Immerhin lässt sich HLA bereits zur Diagnose einsetzen: Leidet ein Mensch an Schlafstörungen und besitzt er kein HLA-DR2, dann hat er aller Wahrscheinlichkeit nach keine Narkolepsie, sondern eine andere Krankheit. „Um auf HLA zu testen, nehmen wir einen Abstrich von der Mundschleimhaut oder machen eine Blutuntersuchung“, sagt Wirth.
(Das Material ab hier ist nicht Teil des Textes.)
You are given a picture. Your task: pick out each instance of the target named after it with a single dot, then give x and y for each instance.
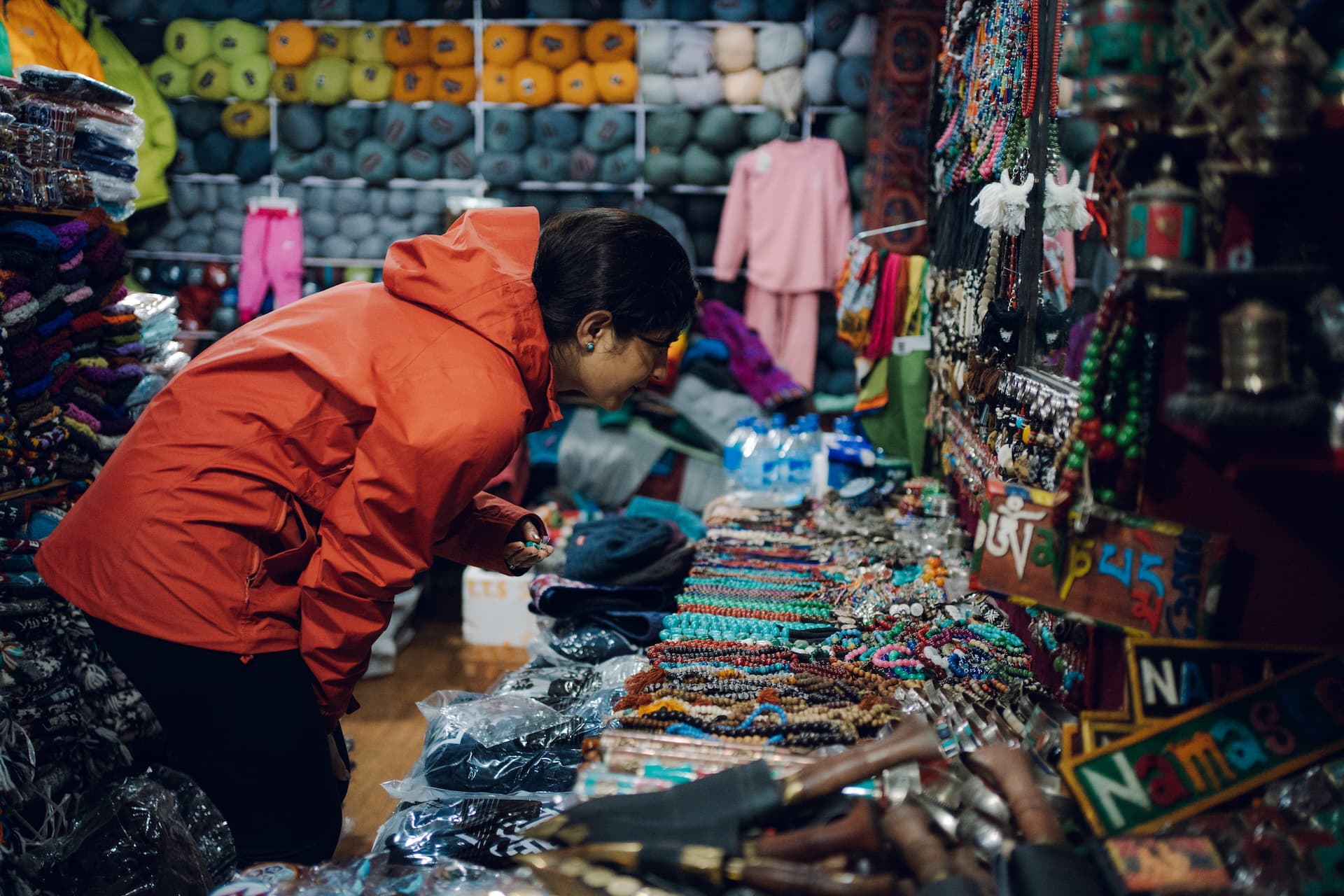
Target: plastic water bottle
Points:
(758, 460)
(733, 453)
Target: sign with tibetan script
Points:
(1168, 676)
(1225, 748)
(1144, 575)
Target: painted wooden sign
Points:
(1168, 676)
(1205, 757)
(1144, 575)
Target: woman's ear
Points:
(593, 328)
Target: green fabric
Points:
(899, 428)
(6, 59)
(122, 71)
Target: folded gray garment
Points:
(701, 484)
(713, 412)
(605, 465)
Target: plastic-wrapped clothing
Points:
(39, 36)
(289, 482)
(125, 73)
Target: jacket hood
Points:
(480, 276)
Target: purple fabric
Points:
(749, 359)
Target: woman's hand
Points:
(527, 548)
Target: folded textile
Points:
(605, 548)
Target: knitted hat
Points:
(210, 78)
(293, 164)
(371, 81)
(286, 83)
(692, 51)
(584, 164)
(253, 163)
(533, 83)
(780, 46)
(460, 162)
(302, 127)
(414, 83)
(406, 45)
(862, 39)
(195, 118)
(332, 41)
(721, 131)
(620, 167)
(375, 162)
(850, 130)
(819, 77)
(644, 10)
(444, 125)
(251, 77)
(743, 88)
(764, 127)
(498, 85)
(831, 22)
(605, 130)
(504, 45)
(854, 81)
(546, 164)
(396, 125)
(701, 92)
(609, 41)
(188, 41)
(347, 125)
(334, 163)
(422, 163)
(292, 43)
(451, 45)
(670, 130)
(366, 43)
(502, 168)
(783, 90)
(734, 10)
(578, 85)
(327, 81)
(702, 167)
(556, 46)
(655, 49)
(659, 90)
(734, 48)
(454, 85)
(235, 39)
(246, 120)
(617, 83)
(216, 153)
(783, 10)
(171, 78)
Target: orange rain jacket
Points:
(293, 479)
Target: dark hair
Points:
(616, 261)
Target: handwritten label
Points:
(1222, 750)
(1154, 578)
(1168, 676)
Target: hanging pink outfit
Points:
(273, 260)
(788, 216)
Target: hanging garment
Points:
(787, 323)
(273, 260)
(39, 36)
(125, 73)
(326, 473)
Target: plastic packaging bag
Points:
(153, 834)
(486, 830)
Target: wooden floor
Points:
(388, 729)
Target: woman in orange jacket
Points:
(239, 552)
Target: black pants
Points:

Bisher war der Nachweis von Narkolepsie nur in Schlaflaboren möglich. „Der Schlafverlauf ist bei Narkolepsie-Kranken ganz typisch: Sie fallen bei ihren Tagesschlafanfällen sofort in die Traumphase“, berichtet Dr. Karin Gronke vom Schlaflabor des Fachkrankenhauses Coswig. „Sie durchleben nicht die einzelnen Schlafphasen, die ein gesunder Mensch vorher durchmacht, beispielsweise die Tiefschlafphase.“

Narkolepsie prägt den Alltag der Erkrankten ganz entscheidend. Fachärzte gehen davon aus, dass Narkolepsie-Patienten tagsüber rund zwei Stunden schlafen müssen, um ihren Tag zwar müde, aber normal leben zu können. „Wenn ich morgens aufstehe, frühstücke und den Haushalt erledige“, berichtet Christine Lichtenberg von der Deutschen Narkolepsie-Gesellschaft (DNG), Landesverband Baden-Württemberg, „muss ich mich gegen 11 Uhr erst einmal hinlegen und um 15 Uhr erneut. Insgesamt schlafe ich am Tag eineinhalb bis zwei Stunden. Andere Betroffene müssen öfter, aber dafür kürzere Pausen einlegen.“ Christine Lichtenberg bekam die Diagnose Narkolepsie in ihrem 40. Lebensjahr. „Rückblickend“, sagt sie „fiel mir die Krankheit mit 15 Jahren das erste Mal auf, als ich in der Schule wiederholt einschlief.“

Eines der größten Hindernisse, mit denen Narkolepsie-Patienten leben müssen, ist das fehlende Verständnis in der Familie und vor allem am Arbeitsplatz. „Gerade Berufstätige müssen sich oft Desinteresse oder Faulheit bei der Arbeit vorwerfen lassen, wenn die Tagesschläfrigkeit wieder einmal über sie kommt“, weiß sie aus eigener Erfahrung. In der Regel ist das erste Auftreten von Narkolepsie, wie bei Christine Lichtenberg, eher harmlos: Müdigkeitsphasen in Situationen, in denen auch der Gesunde leicht einnickt, wie vor dem Fernseher oder in der Schule. Erkannt wird die Krankheit dabei selten. „Narkolepsiekranke Kinder hält man oft für unbeholfen und tolpatschig“, berichtet Schlafforscher Wirth aus seiner Praxis. So fielen ihm am Körper eines fünfjährigen Kindes viele blaue Flecken auf. Im Gespräch mit der Mutter stellte sich heraus, dass das Kind oft grundlos hinfiel und sich dabei verletzte. Ein anderer 12-jähriger Junge schlief ständig während des Essens ein. Die Diagnose bei beiden Kindern: Narkolepsie.